Bu yol harika, kimsecikler yok. Orman içinden, yoğun bir çam kokusuyla sürüyoruz. Islanmış toprağın kokusu da beraberinde geliyor. Ama rampa çık-in-çık durumları. Bu güzelim doğanın içine gelmiş adam çöpünü boşaltmış. Böylesine hainlik olur mu hiç? Bunları kimse toplamaz ve senelerce kalır. Hatta gören üstüne döker ve olur bir çöplük. Şimdi burada faşist olmayacaksın da nerede olacaksın? Sallandır 2 tanesi şu ağaçta, bak bir daha dökerler mi?!... derler ya.











Arıklı, Çanakkale ilinin Ayvacık ilçesine bağlı, şirin, oksijen cenneti, misafirperver, buram buram tarih kokan bir köydür. Kral Herakles’inde yaşadığı köyümüzde ”Zindan Tepesi” mevkiinde Gargaron Krallığına ait kalıntılar halen bulunmaktadır. Köyümüz aynı zamanda eski bir Rum köyüdür.

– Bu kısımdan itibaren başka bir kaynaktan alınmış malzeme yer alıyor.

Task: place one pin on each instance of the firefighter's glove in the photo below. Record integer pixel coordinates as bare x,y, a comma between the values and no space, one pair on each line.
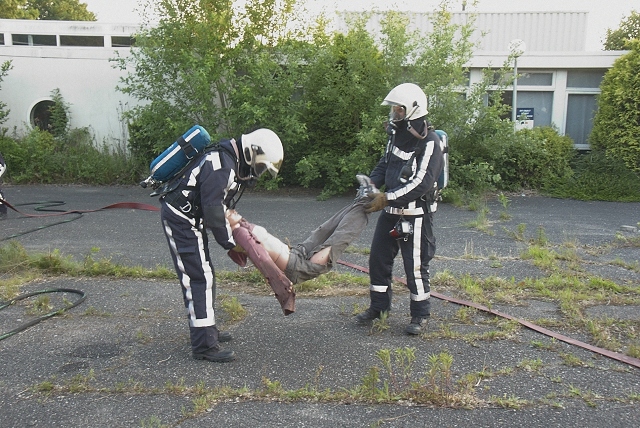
238,255
377,201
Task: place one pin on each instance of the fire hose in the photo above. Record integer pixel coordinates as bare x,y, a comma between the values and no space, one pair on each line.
605,352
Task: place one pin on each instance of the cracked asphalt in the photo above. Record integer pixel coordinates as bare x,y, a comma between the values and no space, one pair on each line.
122,358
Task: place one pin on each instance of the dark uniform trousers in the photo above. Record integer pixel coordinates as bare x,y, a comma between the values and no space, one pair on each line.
417,251
189,247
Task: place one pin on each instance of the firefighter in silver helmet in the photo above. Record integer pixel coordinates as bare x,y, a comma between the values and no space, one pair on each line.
211,186
408,171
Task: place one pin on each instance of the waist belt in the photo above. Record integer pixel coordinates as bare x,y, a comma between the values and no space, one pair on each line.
180,202
404,211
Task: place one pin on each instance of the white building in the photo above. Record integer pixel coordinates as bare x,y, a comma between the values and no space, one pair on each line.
71,56
558,82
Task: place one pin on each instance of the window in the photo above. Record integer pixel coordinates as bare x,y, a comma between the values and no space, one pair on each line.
535,79
584,78
122,41
34,40
82,41
41,116
541,102
581,109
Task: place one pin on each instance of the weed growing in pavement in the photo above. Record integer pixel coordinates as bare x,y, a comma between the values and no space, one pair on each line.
633,350
518,234
531,365
152,422
505,202
380,324
550,345
622,240
41,306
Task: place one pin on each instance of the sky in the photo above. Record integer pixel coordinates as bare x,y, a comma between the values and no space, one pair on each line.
603,14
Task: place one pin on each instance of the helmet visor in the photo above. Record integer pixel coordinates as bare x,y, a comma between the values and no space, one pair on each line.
397,113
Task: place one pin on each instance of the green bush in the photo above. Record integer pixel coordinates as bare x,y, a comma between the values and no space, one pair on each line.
596,177
40,158
532,158
616,126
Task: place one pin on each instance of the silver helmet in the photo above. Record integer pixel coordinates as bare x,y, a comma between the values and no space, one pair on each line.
262,151
407,101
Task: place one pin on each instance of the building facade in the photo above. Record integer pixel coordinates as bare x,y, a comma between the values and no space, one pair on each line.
74,58
558,81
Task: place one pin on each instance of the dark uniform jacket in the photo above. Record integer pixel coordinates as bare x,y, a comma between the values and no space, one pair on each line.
422,157
207,189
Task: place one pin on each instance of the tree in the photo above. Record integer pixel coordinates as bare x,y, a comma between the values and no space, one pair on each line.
616,126
212,63
16,9
342,94
62,10
4,69
629,30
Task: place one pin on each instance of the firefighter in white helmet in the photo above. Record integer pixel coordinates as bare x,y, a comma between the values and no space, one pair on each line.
206,190
408,171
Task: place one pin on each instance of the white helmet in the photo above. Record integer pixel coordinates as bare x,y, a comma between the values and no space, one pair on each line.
411,98
262,151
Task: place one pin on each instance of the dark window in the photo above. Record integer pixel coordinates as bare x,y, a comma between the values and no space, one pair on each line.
41,116
584,78
82,41
33,40
581,109
122,41
535,79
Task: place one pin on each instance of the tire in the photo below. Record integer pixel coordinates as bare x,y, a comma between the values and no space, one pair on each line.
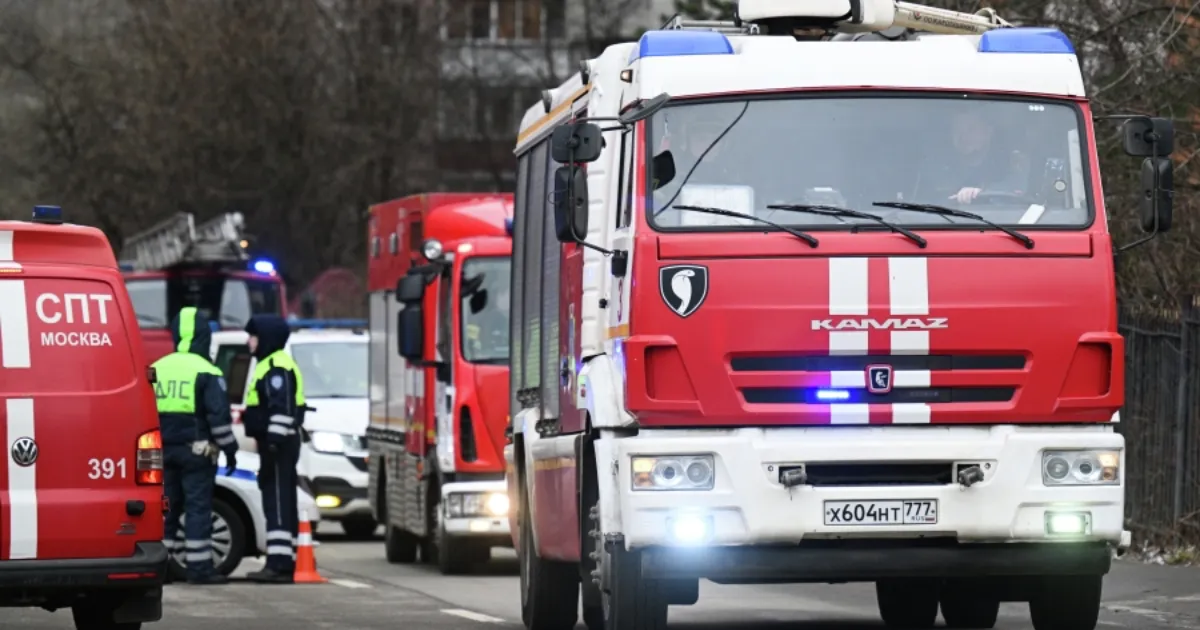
453,556
1067,603
550,591
907,604
99,616
360,528
228,541
969,607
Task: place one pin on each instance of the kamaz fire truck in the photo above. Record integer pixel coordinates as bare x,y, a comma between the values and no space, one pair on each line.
825,294
438,275
178,263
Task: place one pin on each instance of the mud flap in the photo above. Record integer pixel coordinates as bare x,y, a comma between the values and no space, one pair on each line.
144,606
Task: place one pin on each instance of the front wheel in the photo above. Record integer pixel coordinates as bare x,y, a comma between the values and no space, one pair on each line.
1067,603
550,591
907,604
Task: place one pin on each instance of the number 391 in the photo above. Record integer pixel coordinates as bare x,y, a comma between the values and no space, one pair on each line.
106,468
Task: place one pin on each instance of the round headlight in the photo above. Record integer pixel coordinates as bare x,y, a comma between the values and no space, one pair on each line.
1057,468
667,473
1087,469
432,250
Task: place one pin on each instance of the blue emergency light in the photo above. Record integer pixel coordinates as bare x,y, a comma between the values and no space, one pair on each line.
679,43
263,267
1029,40
47,214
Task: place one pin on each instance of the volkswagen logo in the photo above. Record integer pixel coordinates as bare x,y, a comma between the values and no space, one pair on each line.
24,451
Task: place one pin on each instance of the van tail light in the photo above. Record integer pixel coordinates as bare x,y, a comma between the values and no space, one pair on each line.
149,472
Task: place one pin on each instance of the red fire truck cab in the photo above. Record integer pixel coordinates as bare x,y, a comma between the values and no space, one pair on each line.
439,279
177,264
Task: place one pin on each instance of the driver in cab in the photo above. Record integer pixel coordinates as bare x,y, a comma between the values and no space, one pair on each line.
973,165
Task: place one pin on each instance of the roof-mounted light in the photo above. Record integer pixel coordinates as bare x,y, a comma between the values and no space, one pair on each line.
47,214
432,250
263,267
681,43
1030,40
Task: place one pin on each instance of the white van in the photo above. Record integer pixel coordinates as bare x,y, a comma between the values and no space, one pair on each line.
334,459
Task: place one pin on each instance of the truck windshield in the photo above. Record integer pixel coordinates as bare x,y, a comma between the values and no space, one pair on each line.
229,301
1017,162
333,370
485,310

Camimiz minaresinin yapımı da o dönemde köyde yaşamakta olan bir Rum ustasına aittir. Köyün gelenek, görenekleri arasında özellikle düğünlerinin yemekleri, yöresel oyunlar bulunur. Köyün geçim kaynağı olan zeytin hasadının başlamasıyla yapılan şenlikler, sona ermesiyle yapılan etkinlikler hala bu köyümüzde yapılmaktadır.

Karşıdan gelen bir araba, aaaaa... içindeki Uğur. Bizi merak etmiş karşılamaya gelmiş. Vay ne güzel sürpriz. Onu takiben köye iniyoruz. Güzel bir köy. Belli şehirliler burayı keşfetmişler, evlerden anlaşılıyor. Bizimkilerin yeri köyü geçince ama.

Adnan da kapıda. Uzun çok uzun zamandır görüşmemiştik arkadaşlarımızla, hemen bir kucaklaşma ve rahatlama çayı ile Adnan’ın terasında sohbetteyiz. 10 dönümmüş burası. 4 ev yapmışlar, herkes kendi ihtiyacına göre. İlki Adnan’ın evi, son Uğur’un ki. Hanımlar şu sırada İstanbul’dalarmış ama. Torun morun durumları.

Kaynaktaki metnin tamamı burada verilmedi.